Train Kowloon to Tai Po.

Train Kowloon to Tai Po.

A better photograph than one previously uploaded by myself.  It shows a better view of the proximity of the railway line to the road, and the curvature of the railway, as well as a small military or police truck. Standing on the roadside next to the Nissen hut is a group of four or five men who, while not identifiable have a very military or police look about them.  This might re-inforce comments by several contributors to my photograph, below, about the buildings probably being a marine police post.  (Andrew S)

New Territories
New Territories, by AndrewSuddaby
Date picture taken (may be approximate): 
Thursday, January 1, 1953


there is a comment on Hugh's Industrial History website that identifies this building as the Shatin Army Camp Officers' Mess, located about 500 metres north of Arcullis House (i.e. Ho Tung Lau). -

Thank you Phil for your updated identificaiton of the location.  That makes much more sense than my earlier thoght that it might have been a Marine Police Post. So, I have again zoomed in on my file copy and I now suspect that the Army truck was returning to the main Shatin Army Camp having just delivered a small squad of four or five soldiers to work their shift in the Officers' Mess.  They are almost certainly drawn up 'on parade' and there is a figure on the right of them that is probably a Corporal or Sergeant who is inspecting them before they enter the Mess - and probably giving them some sort of 'pep talk'.   

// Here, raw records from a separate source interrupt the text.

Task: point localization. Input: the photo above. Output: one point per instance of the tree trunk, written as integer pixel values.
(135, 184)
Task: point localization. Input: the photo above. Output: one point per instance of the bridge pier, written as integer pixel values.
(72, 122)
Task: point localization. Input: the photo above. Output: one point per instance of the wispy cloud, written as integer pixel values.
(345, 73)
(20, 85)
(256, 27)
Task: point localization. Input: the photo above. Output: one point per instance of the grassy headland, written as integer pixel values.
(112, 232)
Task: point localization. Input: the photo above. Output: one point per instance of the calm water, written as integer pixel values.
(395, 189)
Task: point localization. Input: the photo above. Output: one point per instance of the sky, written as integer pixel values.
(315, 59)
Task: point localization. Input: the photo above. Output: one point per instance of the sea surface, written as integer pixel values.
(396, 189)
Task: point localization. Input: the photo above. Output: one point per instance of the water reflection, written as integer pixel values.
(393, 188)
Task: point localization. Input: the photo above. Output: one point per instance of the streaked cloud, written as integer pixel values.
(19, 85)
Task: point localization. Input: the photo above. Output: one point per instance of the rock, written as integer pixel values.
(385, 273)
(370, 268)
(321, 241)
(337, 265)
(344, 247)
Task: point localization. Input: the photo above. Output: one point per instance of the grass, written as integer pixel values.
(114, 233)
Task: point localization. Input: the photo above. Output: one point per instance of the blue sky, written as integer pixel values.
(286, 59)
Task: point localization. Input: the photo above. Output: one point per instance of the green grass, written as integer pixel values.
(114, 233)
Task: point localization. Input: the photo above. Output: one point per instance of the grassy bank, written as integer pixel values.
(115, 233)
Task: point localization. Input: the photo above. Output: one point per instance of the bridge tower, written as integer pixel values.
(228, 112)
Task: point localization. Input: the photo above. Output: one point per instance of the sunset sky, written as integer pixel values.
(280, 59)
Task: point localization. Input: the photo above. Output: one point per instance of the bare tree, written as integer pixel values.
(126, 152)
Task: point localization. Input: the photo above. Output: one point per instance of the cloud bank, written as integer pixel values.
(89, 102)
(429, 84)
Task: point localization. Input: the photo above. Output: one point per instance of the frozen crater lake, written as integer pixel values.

I must be honest and say that at first blush I thought this photo was of the small jetty, or pier, at Tai Po Kau. This location was the base for what was then called "North Sector" of the Royal Hong Kong Police, (Marine District), and it also housed what was then called Shatin Divisional Headquarters.

That is, the 2 or 3 storey building housed 2 completely unrelated units. I worked there from 1976 - 78.

However, closer examination reveals that there is a road between the railway line and the pier. There was certainly no road at this location in my day. The railway line, as well as Tai Po Kau Station, ran directly past the jetty with nothing (certainly no road) between the two.

Consequently I can well imagine that it was a military establishment of some sort.